Lo slogan che ci siamo dati è “Cultura d’impresa = più innovazione e più competitività” perché è nostra convinzione che per vincere la sfida del mercato globale, in cui l’economia della conoscenza richiede continue strategie di adattamento e anticipazione dei comportamenti dal lato della domanda e dei competitors, sia necessario sostenere in maniera efficace le nostre imprese”.

Lei è un’ottimista di natura, che cosa vorrebbe dire ai nostri imprenditori che vedono un futuro piuttosto fosco?
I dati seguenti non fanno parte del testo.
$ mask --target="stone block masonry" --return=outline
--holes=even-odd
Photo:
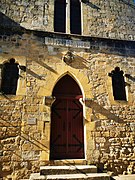
[[[135,173],[134,4],[88,2],[81,2],[82,35],[53,32],[52,0],[0,2],[0,86],[3,64],[10,58],[19,64],[16,95],[0,92],[3,180],[28,179],[41,165],[54,163],[52,92],[65,75],[75,80],[83,95],[82,161],[96,165],[99,172]],[[113,97],[109,73],[116,67],[123,71],[127,101]]]

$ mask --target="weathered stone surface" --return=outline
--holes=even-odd
[[[99,10],[83,3],[83,34],[97,38],[33,31],[53,31],[53,3],[0,3],[0,15],[7,22],[7,31],[0,32],[0,65],[14,57],[26,69],[20,69],[16,96],[0,94],[0,175],[3,180],[20,180],[39,172],[40,164],[51,164],[51,106],[45,104],[45,96],[52,96],[65,74],[76,80],[84,94],[87,162],[100,171],[135,173],[135,8],[124,1],[91,1]],[[18,24],[30,30],[16,29]],[[8,30],[10,26],[14,28]],[[47,44],[46,37],[55,39],[53,44]],[[56,39],[63,38],[75,45],[60,46]],[[74,61],[66,64],[63,57],[69,49]],[[108,73],[116,66],[127,74],[126,102],[114,101],[112,95]]]

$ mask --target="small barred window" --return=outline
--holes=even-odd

“Che esistono comunque possibilità di crescita e sviluppo e che bisogna lavorare per coglierle, sapendo anche mettersi in gioco. Per questo la Regione del Veneto, l’Università Cà Foscari di Venezia e Confindustria Veneto, hanno ideato il progetto “InnovArea per crescere” con il quale ci poniamo l’ambizioso obiettivo di voler definire un nuovo modello di sviluppo imprenditoriale per le PMI che arriva, attraverso l’analisi puntuale del contesto competitivo attuale, alla definizione di nuovi obiettivi di crescita determinati da innovazione strategica e sociale.
Analisi dei trend emergenti, ecosistemi di businnes, nuove strategie, start up innovative sono le parole d’ordine che costituiscono l’ossatura di questo nuovo approccio che è culturale, prima ancora che metodologico, nel fare azienda.
L’andamento aziendale e la crescita della redditività dei casi di successo, che si sono realizzati nonostante questi anni di crisi, costituiranno il punto di partenza dal quale selezionare i riferimenti per costruire una piattaforma che coinvolga, attraverso una interrelazione originale ed innovativa, imprenditori, manager, professionisti e studenti fornendo elementi utili per l’orientamento delle imprese.
E’ nostra convinzione che il coinvolgimento e la condivisione degli obiettivi non solo tra istituzioni diverse, ma anche tra aziende e imprenditori, debba rappresentare una premessa fondamentale per determinare una nuova fase di rilancio, consolidamento e sviluppo dell’economia veneta”.